Oggi Orbán appare isolato, certo, ma questo suo isolamento ne affila il coltello nella piaga delle istituzioni europee. Come ha fatto sul dossier allargamento, ricordando che la schiarita è solo momentanea (e che, in caso di adesione, il reindirizzamento dei fondi strutturali e della politica agricola andrebbe a danno di tutti gli attuali membri): «L’Ucraina non è pronta. Avremo molte altre occasioni per correggere la decisione presa» con l’ok all’avvio alle trattativa per l’ingresso.
Il riferimento (o la minaccia?) è al sentiero costellato di unanimità che si apre per Kyjiv, dall’adozione del quadro negoziale alla convocazione delle conferenze intergovernative.
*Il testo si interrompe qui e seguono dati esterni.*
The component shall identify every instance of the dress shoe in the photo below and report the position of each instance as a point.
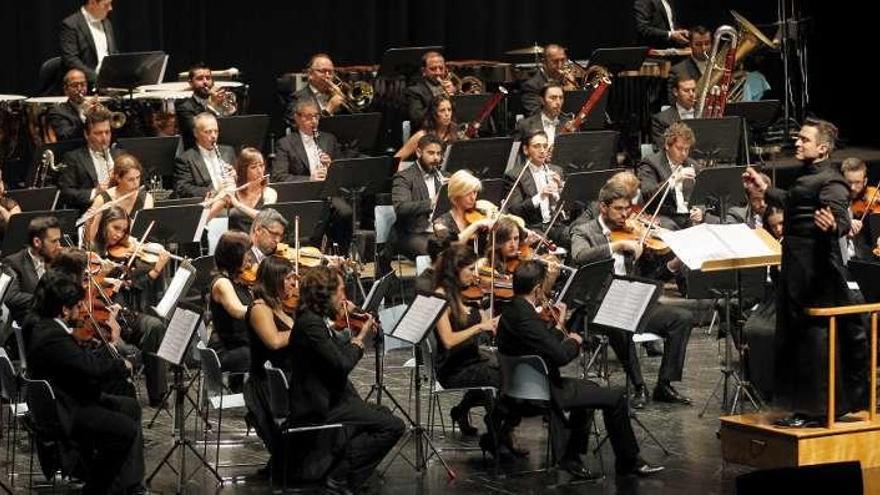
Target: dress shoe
(664, 392)
(460, 418)
(640, 397)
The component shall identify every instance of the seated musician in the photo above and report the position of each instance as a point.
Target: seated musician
(321, 391)
(139, 291)
(252, 191)
(66, 119)
(439, 121)
(88, 169)
(655, 171)
(107, 426)
(414, 193)
(458, 359)
(434, 82)
(521, 332)
(536, 195)
(684, 94)
(206, 168)
(125, 180)
(591, 242)
(550, 71)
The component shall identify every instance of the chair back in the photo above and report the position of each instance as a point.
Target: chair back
(524, 378)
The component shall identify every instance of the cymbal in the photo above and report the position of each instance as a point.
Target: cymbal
(532, 50)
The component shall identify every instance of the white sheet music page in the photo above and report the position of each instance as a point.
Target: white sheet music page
(177, 335)
(624, 304)
(697, 245)
(422, 314)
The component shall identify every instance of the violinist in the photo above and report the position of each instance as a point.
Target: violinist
(458, 360)
(592, 242)
(137, 292)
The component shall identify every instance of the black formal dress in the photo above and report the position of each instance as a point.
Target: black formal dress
(320, 392)
(521, 333)
(109, 424)
(813, 275)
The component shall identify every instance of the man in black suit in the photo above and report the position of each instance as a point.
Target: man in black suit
(433, 82)
(656, 171)
(536, 195)
(521, 332)
(656, 24)
(105, 426)
(88, 169)
(590, 243)
(86, 37)
(66, 119)
(684, 96)
(208, 166)
(550, 70)
(414, 193)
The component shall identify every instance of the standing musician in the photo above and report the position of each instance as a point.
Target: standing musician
(107, 427)
(813, 275)
(433, 82)
(206, 167)
(536, 195)
(251, 195)
(593, 241)
(521, 332)
(414, 194)
(439, 121)
(66, 119)
(321, 392)
(112, 241)
(86, 37)
(673, 169)
(88, 169)
(125, 182)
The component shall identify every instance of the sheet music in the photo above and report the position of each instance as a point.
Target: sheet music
(419, 318)
(624, 304)
(177, 335)
(173, 292)
(697, 245)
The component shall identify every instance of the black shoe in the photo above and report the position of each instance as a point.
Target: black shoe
(664, 392)
(460, 418)
(640, 397)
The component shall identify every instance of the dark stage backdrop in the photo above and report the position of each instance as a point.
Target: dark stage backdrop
(265, 38)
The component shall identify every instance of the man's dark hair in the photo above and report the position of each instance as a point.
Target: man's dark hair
(527, 276)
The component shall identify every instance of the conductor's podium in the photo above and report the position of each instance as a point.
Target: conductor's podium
(753, 440)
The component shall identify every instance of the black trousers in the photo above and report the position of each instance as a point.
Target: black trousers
(113, 428)
(671, 323)
(370, 432)
(579, 398)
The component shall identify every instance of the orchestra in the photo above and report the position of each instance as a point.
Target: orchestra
(83, 281)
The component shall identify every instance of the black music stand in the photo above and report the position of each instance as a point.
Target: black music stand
(304, 190)
(16, 230)
(486, 158)
(130, 70)
(580, 151)
(244, 130)
(43, 198)
(156, 154)
(357, 131)
(719, 140)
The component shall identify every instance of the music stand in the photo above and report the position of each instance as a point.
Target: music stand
(42, 198)
(580, 151)
(356, 131)
(130, 70)
(718, 139)
(16, 230)
(244, 130)
(156, 154)
(486, 158)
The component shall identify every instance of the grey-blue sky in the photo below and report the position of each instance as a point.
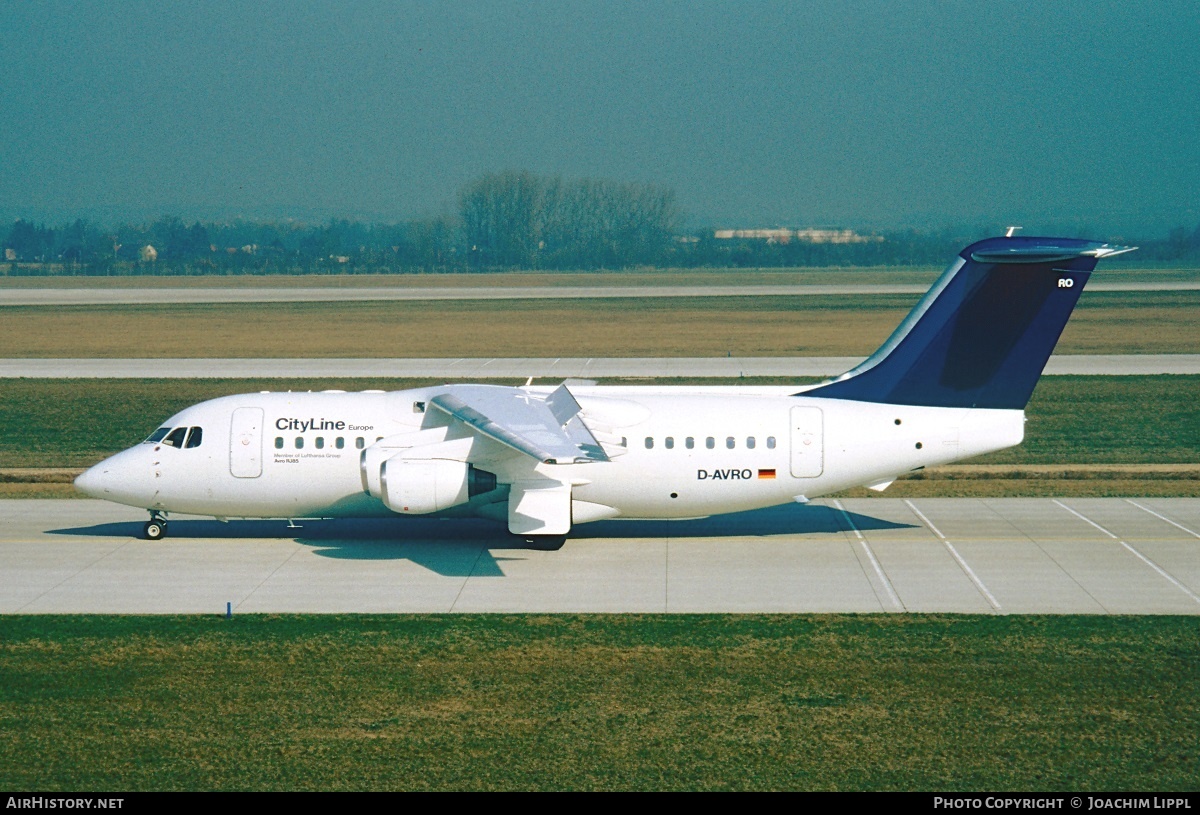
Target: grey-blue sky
(921, 113)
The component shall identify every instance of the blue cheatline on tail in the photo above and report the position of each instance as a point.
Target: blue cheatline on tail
(982, 335)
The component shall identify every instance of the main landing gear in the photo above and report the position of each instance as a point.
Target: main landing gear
(155, 528)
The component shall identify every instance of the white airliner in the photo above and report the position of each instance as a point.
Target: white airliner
(952, 382)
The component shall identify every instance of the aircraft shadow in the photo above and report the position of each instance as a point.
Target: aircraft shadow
(463, 547)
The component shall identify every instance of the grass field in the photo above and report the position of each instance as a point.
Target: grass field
(1104, 323)
(600, 702)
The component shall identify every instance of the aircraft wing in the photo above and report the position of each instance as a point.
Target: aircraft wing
(546, 427)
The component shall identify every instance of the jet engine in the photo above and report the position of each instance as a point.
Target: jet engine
(417, 486)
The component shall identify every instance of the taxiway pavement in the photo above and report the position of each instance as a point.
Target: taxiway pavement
(1086, 556)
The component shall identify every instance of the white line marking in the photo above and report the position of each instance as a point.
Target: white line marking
(1194, 534)
(1085, 519)
(1156, 568)
(970, 573)
(1140, 556)
(870, 555)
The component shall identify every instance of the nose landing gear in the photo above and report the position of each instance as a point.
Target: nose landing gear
(155, 528)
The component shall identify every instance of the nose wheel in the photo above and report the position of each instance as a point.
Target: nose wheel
(155, 528)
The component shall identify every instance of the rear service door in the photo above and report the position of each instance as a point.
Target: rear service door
(808, 442)
(246, 443)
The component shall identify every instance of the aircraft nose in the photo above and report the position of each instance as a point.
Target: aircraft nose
(91, 481)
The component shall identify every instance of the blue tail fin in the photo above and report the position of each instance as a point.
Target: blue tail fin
(982, 335)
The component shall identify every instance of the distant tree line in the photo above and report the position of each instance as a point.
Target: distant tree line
(505, 221)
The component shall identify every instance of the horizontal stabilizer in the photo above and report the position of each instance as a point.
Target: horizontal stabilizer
(982, 335)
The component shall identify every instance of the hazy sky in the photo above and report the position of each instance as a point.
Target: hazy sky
(1071, 114)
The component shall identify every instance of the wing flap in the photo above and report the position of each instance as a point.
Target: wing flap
(543, 427)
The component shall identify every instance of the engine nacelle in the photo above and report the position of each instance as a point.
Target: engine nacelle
(417, 486)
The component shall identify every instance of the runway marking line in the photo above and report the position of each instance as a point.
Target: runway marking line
(1146, 509)
(870, 556)
(1140, 556)
(954, 552)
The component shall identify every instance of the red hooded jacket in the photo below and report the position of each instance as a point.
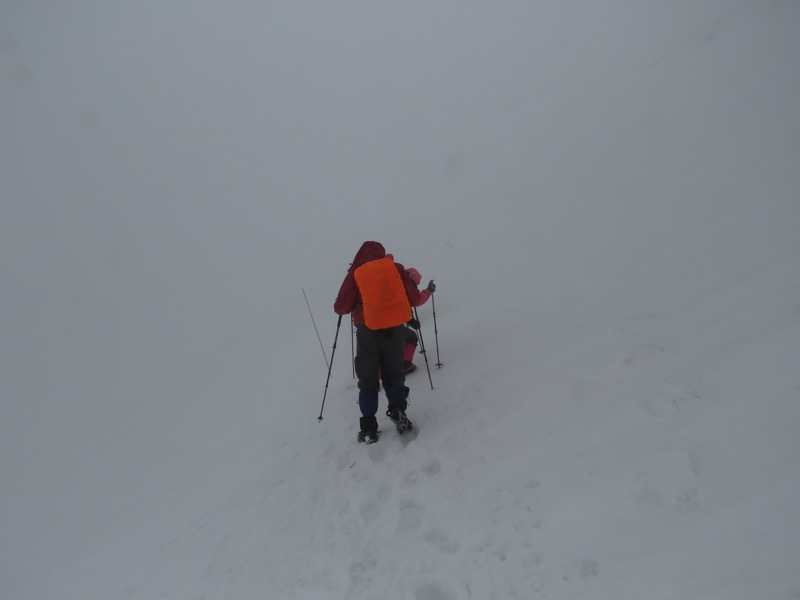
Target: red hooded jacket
(349, 298)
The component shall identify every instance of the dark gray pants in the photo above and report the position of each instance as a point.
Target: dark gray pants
(379, 356)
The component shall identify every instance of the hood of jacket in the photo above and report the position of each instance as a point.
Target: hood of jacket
(368, 251)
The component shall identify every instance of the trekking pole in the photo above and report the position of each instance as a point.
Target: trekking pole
(436, 331)
(315, 328)
(338, 324)
(352, 346)
(422, 345)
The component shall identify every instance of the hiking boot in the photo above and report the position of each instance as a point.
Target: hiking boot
(400, 420)
(369, 430)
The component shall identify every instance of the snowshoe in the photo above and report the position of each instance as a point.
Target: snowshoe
(400, 420)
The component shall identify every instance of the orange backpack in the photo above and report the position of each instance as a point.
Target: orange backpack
(382, 294)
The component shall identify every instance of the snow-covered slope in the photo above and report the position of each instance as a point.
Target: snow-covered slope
(606, 196)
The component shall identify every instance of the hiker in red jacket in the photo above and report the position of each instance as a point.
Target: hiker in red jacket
(380, 294)
(412, 339)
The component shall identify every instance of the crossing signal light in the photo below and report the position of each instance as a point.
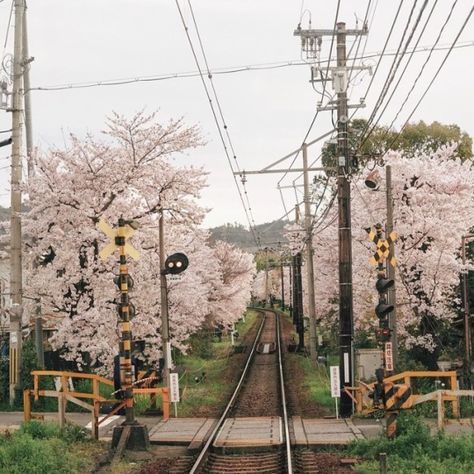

Ma non c’è solo l’Ucraina, con cui, oltretutto, le tensioni di confine sono di lunga data, dalla concessione occulta di passaporti ungheresi ai finanziamenti delle formazioni politiche della minoranza magiara. Con altri tre anni di mandato davanti a sé, l’ungherese sa che potrà spadroneggiare su tutta la linea anche nella prossima legislatura europea, quella che oltretutto si aprirà sotto la sua stella, dal momento che l’Ungheria avrà le redini della presidenza di turno del Consiglio dell’Ue dal 1° luglio 2024 al successivo 31 dicembre. E allora sì che saranno scintille, in particolare in un momento di grande vulnerabilità per le istituzioni Ue, impegnate con il rinnovo di Parlamento e Commissione e da una raffica di passaggi di testimone.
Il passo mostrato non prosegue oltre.